Fluorescence reporter proteins/probes are coupled with live-cell confocal imaging to study many biological processes, including protein trafficking, axonal transport, mitochondrial membrane potential, mitochondrial fusion, calcium levels, protein turnover, etc. Techniques such as photoactivation, fluorescence resonance transfer (FRET), and ratiometric imaging are employed for a variety of different applications. These studies are conducted using sophisticated instruments at the Byrd Microscopy Core. These studies are conducted by multiple labs, including Thinakaran, Blair, Parent, Heckmann, and Dharap.
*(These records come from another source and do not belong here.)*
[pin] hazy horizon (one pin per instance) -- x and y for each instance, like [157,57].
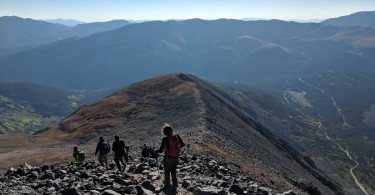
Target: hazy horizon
[100,11]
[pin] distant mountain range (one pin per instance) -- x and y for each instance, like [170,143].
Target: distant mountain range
[18,34]
[366,19]
[312,84]
[221,50]
[66,22]
[208,121]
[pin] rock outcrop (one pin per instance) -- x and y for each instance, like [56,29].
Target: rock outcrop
[196,175]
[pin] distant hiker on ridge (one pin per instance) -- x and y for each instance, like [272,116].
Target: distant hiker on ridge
[171,145]
[103,148]
[78,155]
[119,148]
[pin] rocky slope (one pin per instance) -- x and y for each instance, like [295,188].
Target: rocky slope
[205,117]
[196,175]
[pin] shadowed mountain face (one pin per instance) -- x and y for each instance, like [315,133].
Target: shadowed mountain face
[221,50]
[357,19]
[201,113]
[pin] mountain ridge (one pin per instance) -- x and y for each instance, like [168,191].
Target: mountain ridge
[202,116]
[216,50]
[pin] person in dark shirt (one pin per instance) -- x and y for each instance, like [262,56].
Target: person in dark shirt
[78,155]
[170,145]
[118,148]
[103,155]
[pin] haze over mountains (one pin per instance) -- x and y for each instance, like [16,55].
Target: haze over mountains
[311,84]
[18,34]
[366,19]
[193,107]
[219,50]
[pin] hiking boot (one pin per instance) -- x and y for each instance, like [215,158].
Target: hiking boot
[165,188]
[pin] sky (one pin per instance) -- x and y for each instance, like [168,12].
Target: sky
[105,10]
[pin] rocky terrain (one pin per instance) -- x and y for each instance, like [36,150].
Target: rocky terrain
[196,175]
[209,121]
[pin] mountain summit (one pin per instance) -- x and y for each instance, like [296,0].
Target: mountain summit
[203,115]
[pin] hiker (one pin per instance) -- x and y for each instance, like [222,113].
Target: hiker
[171,145]
[126,153]
[78,155]
[103,148]
[119,147]
[145,151]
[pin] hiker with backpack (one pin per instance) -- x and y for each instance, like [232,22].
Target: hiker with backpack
[78,155]
[171,145]
[119,148]
[103,148]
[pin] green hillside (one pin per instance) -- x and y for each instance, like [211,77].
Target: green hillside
[27,108]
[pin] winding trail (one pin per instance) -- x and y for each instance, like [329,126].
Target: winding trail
[332,99]
[351,171]
[347,152]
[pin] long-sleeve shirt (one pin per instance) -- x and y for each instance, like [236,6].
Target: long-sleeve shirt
[118,147]
[165,144]
[99,148]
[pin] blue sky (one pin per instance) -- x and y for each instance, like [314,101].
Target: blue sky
[104,10]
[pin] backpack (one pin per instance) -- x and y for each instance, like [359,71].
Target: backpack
[173,149]
[81,156]
[145,152]
[106,147]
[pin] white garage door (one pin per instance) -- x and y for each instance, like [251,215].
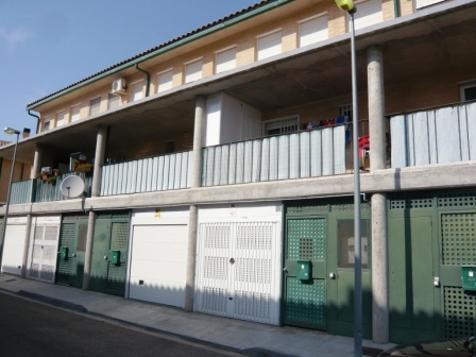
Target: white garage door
[14,248]
[238,263]
[158,264]
[43,248]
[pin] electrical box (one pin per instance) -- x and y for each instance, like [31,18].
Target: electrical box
[468,277]
[64,252]
[116,257]
[304,270]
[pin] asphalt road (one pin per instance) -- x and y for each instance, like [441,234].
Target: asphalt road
[32,329]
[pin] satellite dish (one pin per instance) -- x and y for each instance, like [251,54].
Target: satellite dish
[72,186]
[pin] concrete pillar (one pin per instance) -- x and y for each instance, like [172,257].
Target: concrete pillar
[376,103]
[191,255]
[101,138]
[37,158]
[200,112]
[26,246]
[376,98]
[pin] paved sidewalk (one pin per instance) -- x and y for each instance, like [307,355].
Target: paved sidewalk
[251,338]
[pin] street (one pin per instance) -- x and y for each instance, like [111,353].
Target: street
[32,329]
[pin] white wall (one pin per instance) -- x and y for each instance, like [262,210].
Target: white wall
[229,119]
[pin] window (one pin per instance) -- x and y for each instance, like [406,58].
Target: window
[468,92]
[281,126]
[269,44]
[345,242]
[422,3]
[137,91]
[193,70]
[313,30]
[368,13]
[76,113]
[225,60]
[94,106]
[113,101]
[60,119]
[47,123]
[165,80]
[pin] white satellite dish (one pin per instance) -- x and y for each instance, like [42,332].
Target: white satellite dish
[72,186]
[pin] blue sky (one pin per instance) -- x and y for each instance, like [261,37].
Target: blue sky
[46,45]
The ZEISS Axio Scan.Z1 instrument, a component of the Byrd Microscopy Core (link), is a powerful automated slide scanner with high throughput (100 whole slides) brightfield and fluorescence imaging capabilities used to image and quantitate brain tissue sections. The Li-Cor Odessey CLx imager is used to quantify immunoblots, in-cell westerns, microarrays, and tissues using near infrared (NIR) fluorescence, providing 6 logs of linear dynamic range. The Byrd also houses 2 Protein Simple Wes instruments, which allows investigators to separate and analyze proteins by size with pg-level sensitivity and provides quantitative data with up to 6 logs of linear dynamic range. All Byrd labs use these instruments.
Mitochondria, which are powerhouses of all cells, not only produce the vast majority of cellular energy (ATP) but also execute the cell death program. Mitochondrial dysfunction is common to all neurodegenerative diseases. We utilize the Seahorse XFe96 Analyzer coupled with pharmacological tools to measure mitochondrial respiration in real time in live cells, isolated mitochondria, or ex vivo tissues. These studies are conducted by multiple labs, including Heckmann.
Investigators utilize a variety of genetically modified mice to model proteinopathies such as amyloid, tau, TDP-43, and a-synuclein, which resemble those in human patient brains. Animal models are used to test genetic modifiers of pathology as well as potential therapeutic agents.
The multiphoton confocal microscopy allows investigators to image tissues (i.e. brain) at a subcellular resolution in live animals and ex vivo tissues using near infrared (NIR) pulse lasers coupled with optogenetic fluorescent proteins or fluorescent probes. The Nikon A1R HD multiphoton confocal system is housed at the Byrd Microscopy Core.
Use of the QuantStudioTM 12K Flex Real-Time PCR System together with OpenArray technology (housed in the Bickford lab) allows investigators to assess changes in the expression of 600 genes simultaneously from RNA isolated from healthy versus diseased cells and tissues.
Proteomics is the large-scale study of proteins often using mass spectrometry to identify protein fragments from complex biological samples. These studies are used to discover both the identity of proteins and change in protein levels from diseased versus healthy tissues, leading to discovery of novel disease-relevant biomarkers.
X-ray crystallography

X-ray crystallography is the main experimental technique used to determined three-dimensional structures of proteins, using X-ray diffraction by protein crystals.  The high resolution structural information provided by X-ray crystallography is used to understand protein function and to engineer novel inhibitors.  USF is a member of the SER-CAT beamline at the Advanced Photon Source (APS) of Argonne National Laboratory, a national synchrotron-radiation light source.  This gives us regular access to one of the best X-ray facilities in the world and allows us to do data collection remotely through robotic systems. These studies are conducted by the Chen lab.  

Molecular docking  

Molecular docking uses computational programs to simulate molecular interactions between proteins and small molecule ligands.  These calculations provide valuable insights into how proteins bind to their substrates and regulators, and offer an effective tool to screen compound libraries in silico and to design new small molecule inhibitors.  Using the high performance scientific computing server at USF, we can virtually screen millions of commercially available compounds against proteins of interest and identify potential inhibitors. Subsequently, molecular docking can also be employed to evaluate modifications of lead compounds to enhance their activities. These studies are conducted by the Chen lab.